We have f(x, y) = y + √( (x - a)2 + (y - b)2) + √( (x - c)2 + (y - d)2). Hence grad f = ( (x - a)/QX + (x - c)/PX, 1 + (y - b)/QX + (y - d)/PX) = r + q + p, where r is the unit vector along the perpendicular line from the line l to X, q is the unit vector from Q to X, and p is the unit vector from P to X. By resolving along the line perpendicular to r we find that the angles between q and r and between p and r must be equal. Similarly, the other pairs of angles. Hence the angle between each pair of p, q, r is 120o. But it is clear that the only possible such point is the intersection H of the segments PA and QB (if it exists). H is thus the only candidate of type (A).

It is obvious that for points X on the line l, f(x, y) is minimised at K, the intersection of the line with PQ' (joining P to the reflection of Q), so that is the only candidate of type (B). Finally, the only points were the existence of grad f is doubtful are P and Q and indeed it is easy to see that grad f is not well defined there (for example, the limits as we approach parallel to the two axes are different). But clearly the distance sum is lower at Q than at P, so Q is the only candidate of type (C).

We now look separately at cases (1), (2) and (3). In case (1) all three candidates H, K and Q are available. We show first that H is better than Q. Let the perpendicular from Q to l meet l at C and the perpendicular from H to l meet l at D. Then angle HQC is 60o, so QC = HD + QH/2. By the cosine rule we have PQ2 = PH2 + QH2 + PH·QH > (PH + QH/2)2. Hence PQ + QH/2 > PH + QH and so PQ + QC = PQ + QH/2 + HD > PH + QH + HD. Next we show that H is better than K. As before let HD be the perpendicular to l.

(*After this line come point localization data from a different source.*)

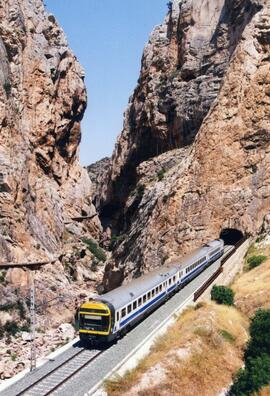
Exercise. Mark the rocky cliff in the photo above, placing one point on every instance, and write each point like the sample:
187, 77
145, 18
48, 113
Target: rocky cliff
45, 195
193, 157
43, 98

It is sufficient to show that PH + QH + HD < PD + QD, since we know that PD + QD <= PK + QK. Now PD2 = PH2 + HD2 + PH·HD > (PH + HD/2)2, so PD > PH + HD/2. Similarly, QD > QH + HD/2. Adding gives the required result. That shows that H minimises the distance sum for case (1).

In case (2) only candidates K and Q are available. Take QC and PE as the perpendiculars to l. Then PQ2 = CE2 + (PE - QC)2, PQ'2 = CE2 + (PE + QC)2. We wish to show that PQ' < PQ + QC, or CE2 + (PE + QC)2 < CE2 + (PE - QC)2 + QC2 + 2 QC √(CE2 + (PE - QC)2), or (4 PE - QC)2 < 4(CE2 + PE2 - 2 PE QC + QC2), or 4 CE2 > 12 PE2 - 3 QC2. That is certainly true since we have CE > (PE + QC) √3.

Finally, in case (3) the only candidates are K and Q. So as in the previous paragraph we wish to show that 4 CE2 < 12 PE2 - 3 QC2. Now we have CE < √3 (PE - QC) from which the inequality follows.

This is a messy problem. It is fairly well known that in the general case one wants 120 deg angles and that for points on a line one looks at the straight line to the reflection, so it is fairly clear what the solution is. But there are lots of messy details.